Luchtgezichten
De beperkte houdbaarheid van verlangen
Net zoals de verhalenbundel Hemelstof (2004) en de roman Opklaringen (2006) kan de nieuwe roman Luchtgezichten van Gie Bogaert ook afzonderlijk worden gelezen. Maar in sfeer, toon en stijl, in terugkerende motieven en in de emoties die de drie boeken vertolken, sluiten ze bij elkaar aan. In Hemelstof spelen de verschillende personages in andere periodes bijrollen in elkaars verhalen, en naarmate het boek vordert levert dat steeds meer effect op. In het laatste verhaal dist een dochter voor haar stervende vader het troostende sprookje op dat hij in het eerste verhaal aan haar als kind vertelde. In Opklaringen trekt een schrijver van hotelgidsen met zijn van hem vervreemde dochter door Duitsland, Frankrijk en Italië, in een poging zich te verzoenen met haar en met de dood van haar moeder in een ongeval dat hij veroorzaakte. ‘Wat je voelt is altijd groter dan wat je ziet,’ overweegt iemand in Hemelstof, en dat ondervinden de personages in de twee romans evenzeer.

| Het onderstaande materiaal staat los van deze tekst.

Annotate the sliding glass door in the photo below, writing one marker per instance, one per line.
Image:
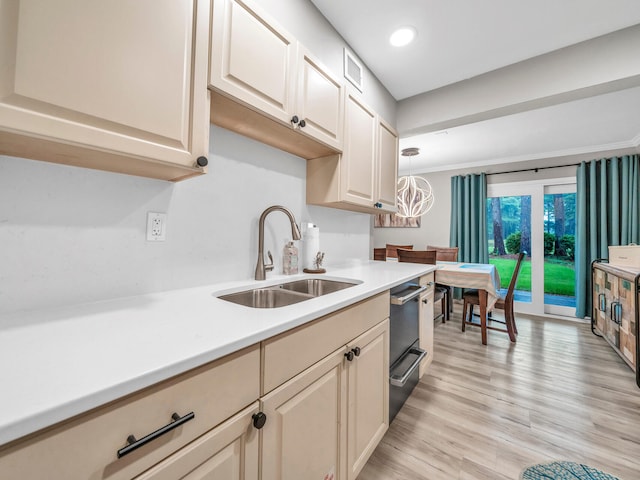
(537, 218)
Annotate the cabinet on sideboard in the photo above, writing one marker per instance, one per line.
(615, 309)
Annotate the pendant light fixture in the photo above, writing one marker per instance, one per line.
(415, 196)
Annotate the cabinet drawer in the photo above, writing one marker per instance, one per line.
(285, 355)
(86, 446)
(229, 452)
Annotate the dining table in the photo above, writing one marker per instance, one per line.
(481, 276)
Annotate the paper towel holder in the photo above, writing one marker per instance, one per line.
(317, 263)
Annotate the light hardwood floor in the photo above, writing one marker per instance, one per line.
(486, 412)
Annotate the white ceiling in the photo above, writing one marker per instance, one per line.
(460, 39)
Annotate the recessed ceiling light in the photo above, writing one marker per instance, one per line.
(402, 36)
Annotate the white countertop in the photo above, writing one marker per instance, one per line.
(58, 363)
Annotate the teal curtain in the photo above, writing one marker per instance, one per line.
(607, 213)
(468, 230)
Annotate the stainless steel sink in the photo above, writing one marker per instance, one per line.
(286, 293)
(265, 298)
(316, 286)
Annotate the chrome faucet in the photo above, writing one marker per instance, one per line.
(261, 268)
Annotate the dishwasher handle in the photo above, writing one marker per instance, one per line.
(400, 380)
(410, 296)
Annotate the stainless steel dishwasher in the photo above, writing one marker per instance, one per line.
(404, 352)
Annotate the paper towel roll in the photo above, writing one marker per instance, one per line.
(310, 246)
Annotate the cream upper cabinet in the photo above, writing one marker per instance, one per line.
(119, 87)
(358, 167)
(252, 59)
(364, 177)
(387, 166)
(268, 86)
(319, 101)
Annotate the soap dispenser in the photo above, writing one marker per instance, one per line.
(290, 259)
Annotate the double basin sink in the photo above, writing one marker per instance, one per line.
(285, 294)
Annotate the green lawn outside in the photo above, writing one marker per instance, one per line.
(559, 277)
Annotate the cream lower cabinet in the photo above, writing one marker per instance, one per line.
(308, 403)
(228, 452)
(305, 433)
(326, 421)
(118, 87)
(363, 178)
(368, 396)
(267, 86)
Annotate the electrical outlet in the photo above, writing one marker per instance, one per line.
(156, 227)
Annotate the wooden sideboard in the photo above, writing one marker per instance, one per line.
(615, 310)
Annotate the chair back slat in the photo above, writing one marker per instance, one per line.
(380, 254)
(445, 254)
(514, 279)
(392, 250)
(417, 256)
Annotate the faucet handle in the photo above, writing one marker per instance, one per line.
(269, 266)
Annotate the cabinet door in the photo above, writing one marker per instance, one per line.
(305, 433)
(228, 452)
(387, 167)
(625, 320)
(358, 160)
(252, 58)
(320, 101)
(368, 396)
(106, 77)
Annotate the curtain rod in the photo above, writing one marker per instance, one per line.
(534, 169)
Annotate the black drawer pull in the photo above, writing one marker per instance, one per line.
(135, 444)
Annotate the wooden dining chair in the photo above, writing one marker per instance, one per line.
(505, 303)
(446, 254)
(380, 254)
(392, 250)
(428, 257)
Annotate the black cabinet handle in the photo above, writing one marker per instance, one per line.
(603, 302)
(259, 419)
(135, 444)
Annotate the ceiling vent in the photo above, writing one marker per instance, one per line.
(352, 69)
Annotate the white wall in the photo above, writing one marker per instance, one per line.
(70, 235)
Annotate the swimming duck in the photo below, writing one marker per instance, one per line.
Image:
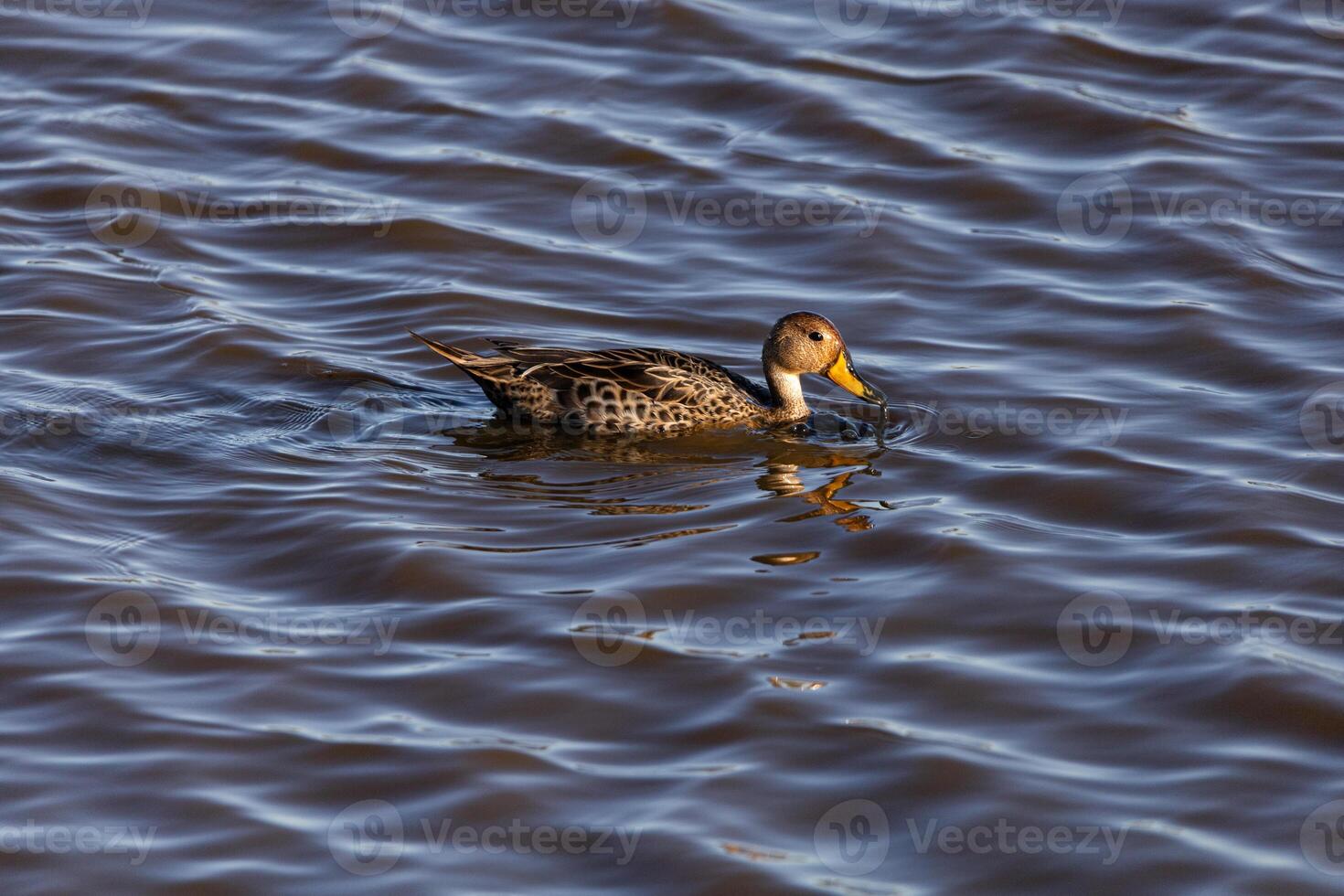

Het grote thema van dit drieluik is de beperkte’ haalbaarheid van het verlangen’, de tragische onvolkomenheid van het leven door onvervulbaar emotioneel gemis.
Lambert, de protagonist in Luchtgezichten, handelaar in oude spiegels, komt op het spoor van zijn tegenspeelster Lana als ze, blind geworden, de spiegel waarin ze zichzelf altijd heeft bekeken het huis uit wil. Op haar vraag gaat hij haar wekelijks voorlezen uit boeken uit haar bibliotheek. Hij heeft namelijk in haar de vrouw teruggevonden die hij eerst als kind, later als studente al eens heeft gekend, maar beide keren is hun voorzichtige toenadering voortijdig afgebroken. Ook al steekt een oud, ongerept verlangen de kop weer op, toch verkiest Lambert zich nu niet aan haar bekend te maken omdat hij kanker heeft. Lana weet echter wel degelijk wie ze voor zich heeft, maar ook zij aarzelt om nu nog te volbrengen wat eerder niet voleindigd is geraakt. Op de laatste sessie leest hij voor wat hij zelf geschreven heeft in de loop van de jaren dat ze van elkaar verwijderd leefden.
De auteur neemt beurtelings het standpunt van Lambert en Lana in. Daardoor kan hij diep afdalen in hun beider gemoedswereld en vooral bij de blinde Lana levert dit treffend zintuiglijk proza op. Bogaert werkt veel met verstilde, intimistische taferelen, zeer precies getekende miniaturen vol fijne details die getuigen van een bijzondere opmerkingsgave. Zijn bescheiden aandoend proza, dat schijnbaar niets anders dan een dagelijkse werkelijkheid registreert, zindert van stemming en emotie, van melancholie en ingehouden tragiek.